The average selling price is a term that refers to the price at which a good or service is sold, but as its name indicates, it is an average price. That is why for companies, the average selling price usually indicates what marketing strategy a company should follow.
Let’s learn more about these most common metrics to track due to their importance for any type of business.
What is the average selling price?
The average selling price is the average cost for which a product is sold. This metric can be applied narrowly to a product or service or, more broadly, to an entire market.
It is one of the most common sales indicators as it is used to compare companies or channels and is interesting to monitor because it reflects what consumers will pay for similar products or services.
For example, if a company sells hundreds of thousands of cars each year at different prices, the average price is calculated by taking the total revenue earned from sales, dividing that amount by the total number of units sold.
How is the average sales price calculated?
To calculate the average sales price, all you have to do is divide the net sales by the number of products sold.
For example, if you sold 100 units and had net sales of $20,000, the average sales price of your products is $200.
Uses of average selling price
The term average selling price tends to be used more for businesses with moderate to high volume, such as retail, food service, and technology, however, its use is seen in almost all types of businesses.
The average sales price can be a good indicator of the effectiveness of a company’s sales team, the company’s position in the market and how crowded the market has become.

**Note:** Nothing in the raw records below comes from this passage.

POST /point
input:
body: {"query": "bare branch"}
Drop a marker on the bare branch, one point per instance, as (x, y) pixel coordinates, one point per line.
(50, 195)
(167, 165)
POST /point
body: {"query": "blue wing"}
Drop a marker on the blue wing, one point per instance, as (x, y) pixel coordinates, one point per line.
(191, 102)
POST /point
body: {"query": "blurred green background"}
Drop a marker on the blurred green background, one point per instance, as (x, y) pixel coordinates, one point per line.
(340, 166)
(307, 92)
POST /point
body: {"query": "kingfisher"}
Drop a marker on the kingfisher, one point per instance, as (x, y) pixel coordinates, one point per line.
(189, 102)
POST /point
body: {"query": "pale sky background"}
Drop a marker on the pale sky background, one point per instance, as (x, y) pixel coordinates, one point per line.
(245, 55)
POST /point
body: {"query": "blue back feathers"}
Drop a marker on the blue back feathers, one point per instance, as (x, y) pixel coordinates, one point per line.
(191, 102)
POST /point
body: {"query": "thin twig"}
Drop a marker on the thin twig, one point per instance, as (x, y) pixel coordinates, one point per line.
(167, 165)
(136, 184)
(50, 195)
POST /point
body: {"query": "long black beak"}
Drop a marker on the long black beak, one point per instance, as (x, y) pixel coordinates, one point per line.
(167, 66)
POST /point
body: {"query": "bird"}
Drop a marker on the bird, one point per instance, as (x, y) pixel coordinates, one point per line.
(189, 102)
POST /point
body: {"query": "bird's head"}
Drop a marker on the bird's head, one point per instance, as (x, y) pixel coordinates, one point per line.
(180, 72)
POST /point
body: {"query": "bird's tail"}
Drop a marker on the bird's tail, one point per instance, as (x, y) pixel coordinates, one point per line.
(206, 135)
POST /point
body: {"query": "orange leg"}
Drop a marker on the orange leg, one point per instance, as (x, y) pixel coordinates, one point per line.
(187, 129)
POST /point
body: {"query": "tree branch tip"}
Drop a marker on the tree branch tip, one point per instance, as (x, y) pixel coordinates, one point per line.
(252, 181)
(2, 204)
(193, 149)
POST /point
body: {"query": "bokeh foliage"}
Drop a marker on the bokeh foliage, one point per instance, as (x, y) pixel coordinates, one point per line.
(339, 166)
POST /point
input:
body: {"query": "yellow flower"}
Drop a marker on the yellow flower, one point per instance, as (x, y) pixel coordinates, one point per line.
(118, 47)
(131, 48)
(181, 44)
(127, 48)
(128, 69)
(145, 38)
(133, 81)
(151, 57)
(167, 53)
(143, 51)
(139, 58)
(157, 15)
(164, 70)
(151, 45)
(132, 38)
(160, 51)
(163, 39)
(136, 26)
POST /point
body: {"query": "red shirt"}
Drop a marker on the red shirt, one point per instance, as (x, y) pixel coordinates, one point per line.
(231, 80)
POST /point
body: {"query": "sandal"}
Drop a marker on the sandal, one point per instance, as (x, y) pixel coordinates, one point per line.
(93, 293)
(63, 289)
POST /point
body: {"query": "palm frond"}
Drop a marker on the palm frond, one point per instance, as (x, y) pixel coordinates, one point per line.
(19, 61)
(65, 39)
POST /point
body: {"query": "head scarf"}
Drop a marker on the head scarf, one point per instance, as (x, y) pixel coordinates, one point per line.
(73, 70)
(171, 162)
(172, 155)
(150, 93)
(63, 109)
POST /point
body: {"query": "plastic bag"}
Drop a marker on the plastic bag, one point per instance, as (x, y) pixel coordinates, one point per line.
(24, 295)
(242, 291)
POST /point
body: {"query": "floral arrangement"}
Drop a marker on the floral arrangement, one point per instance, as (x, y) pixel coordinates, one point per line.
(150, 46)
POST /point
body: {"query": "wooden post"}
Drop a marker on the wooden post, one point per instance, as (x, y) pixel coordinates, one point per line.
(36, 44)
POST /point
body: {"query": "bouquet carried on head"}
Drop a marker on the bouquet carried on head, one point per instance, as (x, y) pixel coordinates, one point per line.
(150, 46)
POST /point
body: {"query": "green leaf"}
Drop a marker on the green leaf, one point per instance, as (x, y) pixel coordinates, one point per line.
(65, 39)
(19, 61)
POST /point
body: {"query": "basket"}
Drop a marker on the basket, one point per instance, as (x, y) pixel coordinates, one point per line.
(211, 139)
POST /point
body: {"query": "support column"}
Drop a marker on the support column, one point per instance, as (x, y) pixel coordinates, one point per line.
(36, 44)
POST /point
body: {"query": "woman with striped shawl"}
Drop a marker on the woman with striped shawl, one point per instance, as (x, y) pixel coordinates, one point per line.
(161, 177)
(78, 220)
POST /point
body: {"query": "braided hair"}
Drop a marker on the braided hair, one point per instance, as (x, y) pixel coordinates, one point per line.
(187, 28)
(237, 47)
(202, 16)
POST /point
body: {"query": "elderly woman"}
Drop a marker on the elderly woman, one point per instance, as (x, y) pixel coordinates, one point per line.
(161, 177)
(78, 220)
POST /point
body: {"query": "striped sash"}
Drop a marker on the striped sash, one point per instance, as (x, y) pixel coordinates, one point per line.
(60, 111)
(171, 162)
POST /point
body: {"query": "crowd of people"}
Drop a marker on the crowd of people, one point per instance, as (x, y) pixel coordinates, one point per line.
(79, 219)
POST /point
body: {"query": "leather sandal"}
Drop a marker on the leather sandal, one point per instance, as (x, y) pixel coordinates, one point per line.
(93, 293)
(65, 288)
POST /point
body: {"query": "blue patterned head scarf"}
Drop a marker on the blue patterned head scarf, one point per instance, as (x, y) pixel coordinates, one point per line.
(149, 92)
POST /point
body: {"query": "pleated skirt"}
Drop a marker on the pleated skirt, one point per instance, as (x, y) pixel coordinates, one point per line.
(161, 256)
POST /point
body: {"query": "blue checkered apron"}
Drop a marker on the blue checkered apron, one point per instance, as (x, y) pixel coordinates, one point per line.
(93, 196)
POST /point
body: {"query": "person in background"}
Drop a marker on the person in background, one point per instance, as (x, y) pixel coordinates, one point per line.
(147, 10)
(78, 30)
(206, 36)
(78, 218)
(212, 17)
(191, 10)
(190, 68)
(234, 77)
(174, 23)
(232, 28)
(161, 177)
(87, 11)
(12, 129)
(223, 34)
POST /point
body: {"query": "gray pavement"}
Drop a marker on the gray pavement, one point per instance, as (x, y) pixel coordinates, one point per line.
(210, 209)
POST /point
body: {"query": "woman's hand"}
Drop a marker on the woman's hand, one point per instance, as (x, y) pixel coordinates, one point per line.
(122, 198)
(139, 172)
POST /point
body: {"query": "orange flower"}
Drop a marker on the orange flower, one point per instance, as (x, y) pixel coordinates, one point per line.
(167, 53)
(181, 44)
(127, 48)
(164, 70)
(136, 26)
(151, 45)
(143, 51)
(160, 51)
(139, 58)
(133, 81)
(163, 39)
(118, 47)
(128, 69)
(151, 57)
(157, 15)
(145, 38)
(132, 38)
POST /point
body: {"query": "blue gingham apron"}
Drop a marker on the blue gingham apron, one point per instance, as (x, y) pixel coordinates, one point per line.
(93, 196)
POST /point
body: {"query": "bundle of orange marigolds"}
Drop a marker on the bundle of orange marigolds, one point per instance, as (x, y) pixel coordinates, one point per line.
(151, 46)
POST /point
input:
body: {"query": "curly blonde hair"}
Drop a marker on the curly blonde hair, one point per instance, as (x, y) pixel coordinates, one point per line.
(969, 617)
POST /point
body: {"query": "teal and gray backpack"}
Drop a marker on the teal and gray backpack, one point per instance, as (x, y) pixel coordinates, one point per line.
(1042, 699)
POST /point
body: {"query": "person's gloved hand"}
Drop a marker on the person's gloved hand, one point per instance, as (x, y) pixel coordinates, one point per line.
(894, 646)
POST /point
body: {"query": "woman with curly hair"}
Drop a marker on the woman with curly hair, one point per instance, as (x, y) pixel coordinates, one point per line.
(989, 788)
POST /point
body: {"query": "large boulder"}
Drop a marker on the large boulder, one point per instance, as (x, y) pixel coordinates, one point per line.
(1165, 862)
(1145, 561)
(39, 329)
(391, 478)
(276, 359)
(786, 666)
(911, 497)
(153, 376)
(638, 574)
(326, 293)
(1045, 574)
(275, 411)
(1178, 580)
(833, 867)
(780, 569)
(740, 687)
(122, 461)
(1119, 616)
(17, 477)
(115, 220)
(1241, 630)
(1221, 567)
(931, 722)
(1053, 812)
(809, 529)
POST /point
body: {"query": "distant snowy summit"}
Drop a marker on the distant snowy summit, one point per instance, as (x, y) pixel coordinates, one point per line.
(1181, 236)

Unlike other revenue metrics, average sales price is highly visible to customers and should be understood and leveraged by both marketing and sales.
It can be an effective way for sales executives to compare the performance of different parts of their team.
Keep in mind that the average selling price can vary significantly between companies and segments.
For SaaS companies, the average price is what a new customer pays when they first sign up for the service. This is often referred to as average new account income.
If you want to view this and other metrics such as gross margin or cost of goods sold, you can do so through a sales dashboard. This will allow you to monitor the health of your business and be able to detect trends or any problems to act in time.
A dashboard is the ideal tool to quickly see what is happening in different areas of your business. It allows you to have data from various sources to be able to read your information in real time.